2. AI Is Changing How People ‘Search’
AI-generated summaries are rewriting the SERP (Search Engine Results Page). If the CMA succeeds in giving publishers and brands more control, it could offer leverage in negotiating how your content is used in these AI answers - or how it’s monetised.
3. The Ad Model Is Under Pressure
The CMA has called out Google’s advertising business for inflating prices in a non-competitive market. If this results in a shake-up of ad pricing and placement, marketers could see more value — or more volatility - in paid search ROI.
4. Choice Screens Will Disrupt Defaults
If Apple and others are forced to offer users more options to switch search engines, that means more fragmentation. It’s no longer enough to optimise for Google alone.

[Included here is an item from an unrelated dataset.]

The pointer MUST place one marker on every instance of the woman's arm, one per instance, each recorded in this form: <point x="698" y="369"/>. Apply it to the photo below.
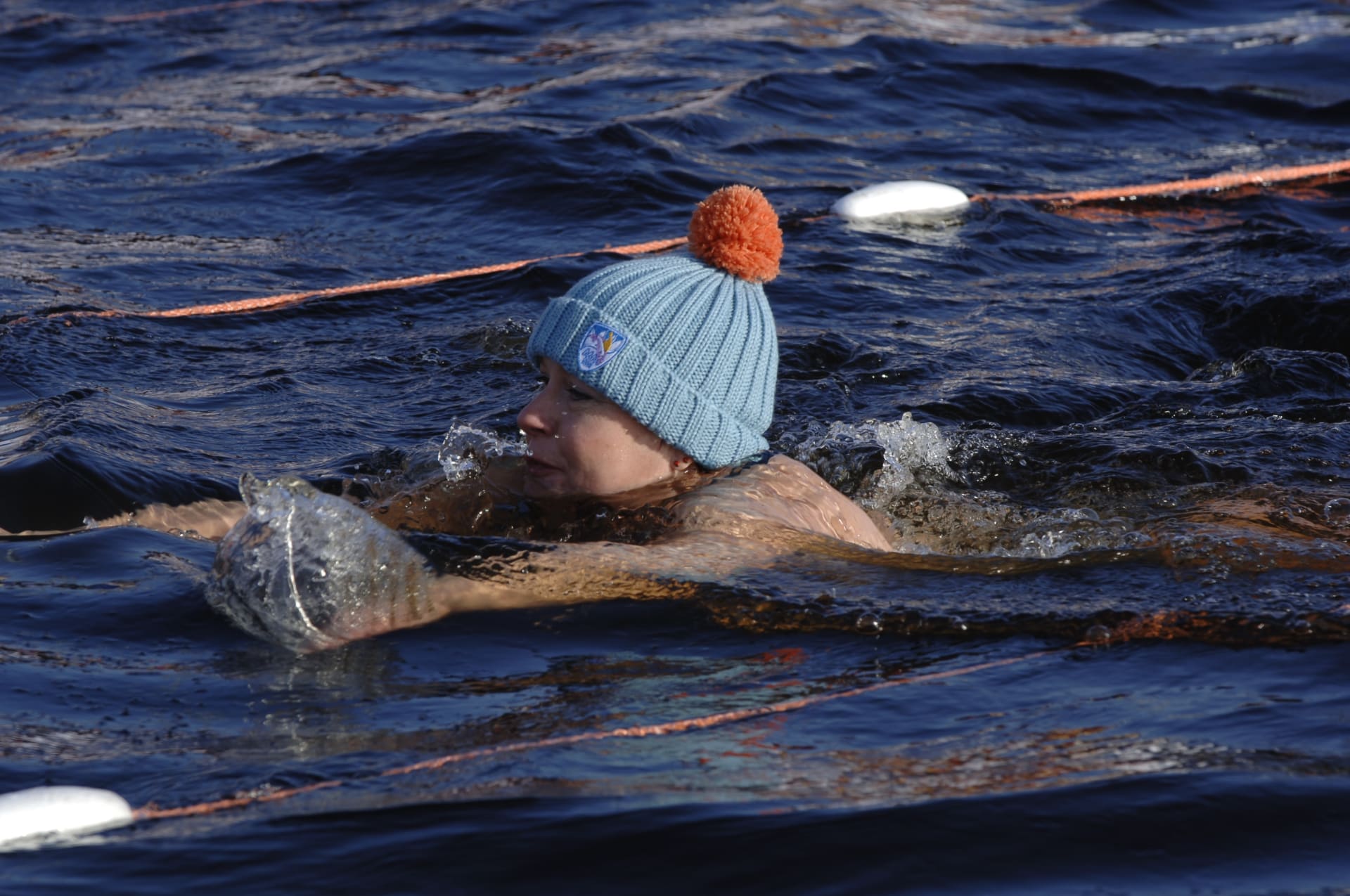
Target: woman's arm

What Brand Marketers Should Do Next
This isn’t a time to sit back. It’s a moment to lead with foresight, internally and across agency ecosystems.
🔍 In-House Teams
Audit your digital dependency
Where are you over-indexing on Google - for visibility, traffic or lead gen? What happens if ranking systems change or content indexing slows?
Map your brand’s role in AI search
Test how your brand shows up in Gemini, Perplexity or ChatGPT search integrations. Are your assets being cited? Is your brand voice being respected?
Strengthen your IP and content strategy
If AI-generated answers are built on your brand’s content, you need internal alignment across legal, comms and marketing to protect that value.
Push for channel diversification
Ramp up efforts in TikTok SEO, YouTube Shorts, Reddit threads, Pinterest discovery and newsletter ecosystems. The future is platform-agnostic.
💼 For Agencies and Strategic Partners
Lead with POV, not panic
This is an opportunity to advise clients proactively. Build trust through clarity, not alarmism.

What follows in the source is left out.